After she had paid for the room, Flora was given the keys. Reassured by the heavy weight of the keys and clutching them as a drowning sailor clutches at shipwreck, Flora made her way back to the lounge to retrieve her discarded luggage. She noticed that there was a slumbering dog with a shiny brown coat like velvet snoozing peacefully. She had seen no dog about the place so was a bit surprised but she didn’t pay much thought to it except being careful with her bags and walking on tiptoe. It looked so snug that it would have been a shame to wake it.

Her room was on the first floor, and the waitress helped her with the bags when she noticed how clumsily Flora was dragging them up the stairs. The waitress chatted nonstop, asking her where she was from, but Flora found she could not pay much attention. Her mind was still on that brown dog that had seemingly appeared out of nowhere.
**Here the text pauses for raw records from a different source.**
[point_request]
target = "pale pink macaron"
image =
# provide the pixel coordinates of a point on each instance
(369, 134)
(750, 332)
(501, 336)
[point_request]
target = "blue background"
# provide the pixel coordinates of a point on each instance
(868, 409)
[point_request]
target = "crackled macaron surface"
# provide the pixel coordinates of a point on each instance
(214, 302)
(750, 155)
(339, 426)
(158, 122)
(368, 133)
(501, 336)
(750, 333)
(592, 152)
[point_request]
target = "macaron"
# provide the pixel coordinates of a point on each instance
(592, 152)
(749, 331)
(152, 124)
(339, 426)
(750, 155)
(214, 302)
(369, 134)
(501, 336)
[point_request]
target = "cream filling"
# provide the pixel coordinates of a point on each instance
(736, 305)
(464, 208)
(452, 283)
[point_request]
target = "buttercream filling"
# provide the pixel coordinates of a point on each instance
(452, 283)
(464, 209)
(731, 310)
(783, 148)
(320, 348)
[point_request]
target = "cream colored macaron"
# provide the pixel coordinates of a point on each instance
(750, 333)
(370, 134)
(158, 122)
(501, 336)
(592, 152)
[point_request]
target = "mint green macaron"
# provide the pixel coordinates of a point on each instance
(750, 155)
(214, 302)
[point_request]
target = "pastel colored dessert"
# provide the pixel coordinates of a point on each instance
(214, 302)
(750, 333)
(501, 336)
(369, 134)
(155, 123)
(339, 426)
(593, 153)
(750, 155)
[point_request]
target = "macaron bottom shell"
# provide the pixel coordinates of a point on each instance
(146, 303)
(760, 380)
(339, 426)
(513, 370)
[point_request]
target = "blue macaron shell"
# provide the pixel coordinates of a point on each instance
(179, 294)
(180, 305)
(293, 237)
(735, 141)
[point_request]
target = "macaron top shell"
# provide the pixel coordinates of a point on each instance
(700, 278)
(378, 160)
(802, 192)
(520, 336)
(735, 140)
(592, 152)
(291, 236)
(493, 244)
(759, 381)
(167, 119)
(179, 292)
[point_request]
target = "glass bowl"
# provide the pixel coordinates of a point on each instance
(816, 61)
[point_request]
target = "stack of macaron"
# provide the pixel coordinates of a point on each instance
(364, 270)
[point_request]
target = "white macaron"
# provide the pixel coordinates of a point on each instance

Her room was large and bare. And cold. She switched on the small portable heater she found in the cupboard, attaching its plug to a socket in the wall and fiddled with the knobs of the radiator turning them this way and that. She wished she had bought her hot water bottle. The quilts on the bed smelled musty, so she got out her own blanket and snuggled under it, opening the novel that she had bought with her. She had folded the corner of the page she was on in a small triangle and now the book automatically fell open at the page she wanted and began reading.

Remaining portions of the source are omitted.